Cornell Üniversitesi araştırmacıları, soğan keserken gözlerin yaşarmasına yol açan propanethial S-oksit gazını azaltmanın yöntemini belirledi. Keskin bıçaklar ve yavaş kesim teknikleri, hem gözleri kuru tutuyor hem de mutfak yüzeylerini güvenli hale getiriyor.
Soğan sisinin anatomisi ve tehlikesi
Soğanın her katmanı, kesildiğinde iki etki yaratıyor: anlık bir sis patlaması ve ardından yavaş sıvı sızıntısı. Araştırma, damlacıkların saniyede 40 metreye ulaşabileceğini ve gözler için en büyük tehdidi oluşturduğunu gösteriyor.
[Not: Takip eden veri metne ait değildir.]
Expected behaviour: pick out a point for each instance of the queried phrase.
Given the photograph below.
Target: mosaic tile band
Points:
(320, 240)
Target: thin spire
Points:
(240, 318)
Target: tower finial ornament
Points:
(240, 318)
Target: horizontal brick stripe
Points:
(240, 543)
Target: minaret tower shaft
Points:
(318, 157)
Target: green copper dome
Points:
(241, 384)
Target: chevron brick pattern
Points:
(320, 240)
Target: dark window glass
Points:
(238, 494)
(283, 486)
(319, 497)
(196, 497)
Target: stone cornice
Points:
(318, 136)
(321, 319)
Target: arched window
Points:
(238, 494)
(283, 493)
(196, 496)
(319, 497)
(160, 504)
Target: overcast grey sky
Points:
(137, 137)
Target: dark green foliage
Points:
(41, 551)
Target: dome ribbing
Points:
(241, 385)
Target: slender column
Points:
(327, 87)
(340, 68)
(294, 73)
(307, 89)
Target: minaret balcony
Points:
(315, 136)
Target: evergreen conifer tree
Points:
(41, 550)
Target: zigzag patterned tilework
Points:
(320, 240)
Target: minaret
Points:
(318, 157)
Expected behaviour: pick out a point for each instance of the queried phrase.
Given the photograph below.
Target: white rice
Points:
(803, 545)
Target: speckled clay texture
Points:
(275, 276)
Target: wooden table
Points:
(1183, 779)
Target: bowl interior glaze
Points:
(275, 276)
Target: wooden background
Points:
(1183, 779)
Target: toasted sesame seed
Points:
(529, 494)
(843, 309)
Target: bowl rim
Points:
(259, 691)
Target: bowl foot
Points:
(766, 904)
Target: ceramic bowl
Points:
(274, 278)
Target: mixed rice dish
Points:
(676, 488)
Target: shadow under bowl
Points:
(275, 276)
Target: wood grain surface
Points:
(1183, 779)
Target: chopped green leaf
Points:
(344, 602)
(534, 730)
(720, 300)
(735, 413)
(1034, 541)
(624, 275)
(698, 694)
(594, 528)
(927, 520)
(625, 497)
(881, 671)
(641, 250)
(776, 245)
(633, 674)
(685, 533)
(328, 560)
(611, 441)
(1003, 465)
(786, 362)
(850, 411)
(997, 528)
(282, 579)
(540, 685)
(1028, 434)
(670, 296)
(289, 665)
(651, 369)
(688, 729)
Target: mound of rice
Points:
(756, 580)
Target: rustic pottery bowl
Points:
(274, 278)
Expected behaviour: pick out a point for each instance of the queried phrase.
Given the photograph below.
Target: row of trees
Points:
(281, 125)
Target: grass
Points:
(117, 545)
Keskin bıçak, daha az gözyaşı
Biyomekanikçi Zixuan Wu ve ekibi, mini giyotin ve yüksek çözünürlüklü kameralar kullanarak damlacıkları inceledi. Keskin olmayan bıçaklar, soğanın kabuklarını kırmak için daha fazla güç gerektirdiğinden, daha fazla damlacık ve hızlı püskürtme oluşturuyor.

Soğutma yöntemi yanlış biliniyor
Soğutulmuş soğanların gözyaşını azalttığı düşüncesi yanlış çıktı. Araştırma, başlangıç sıcaklığının belirleyici olmadığını, hatta bazı durumlarda soğutmanın durumu kötüleştirebileceğini gösterdi.
Gıda güvenliği açısından önemi
Kesim şekli, olası patojenlerin yayılmasını da etkiliyor. Araştırmacı Sunghwan Jung, “Soğanın üst tabakasında patojenler varsa, kesim sırasında damlacıklarla yayılabilir” dedi. Bu, mutfak hijyeni ve gıda güvenliği için kritik bir bulgu.
Soğanın mutfaktaki kullanımı 5.000 yıl öncesine dayanıyor ve Shakespeare’in Antony ve Cleopatra eserinde bile soğanın gözyaşı etkisinden söz ediliyor.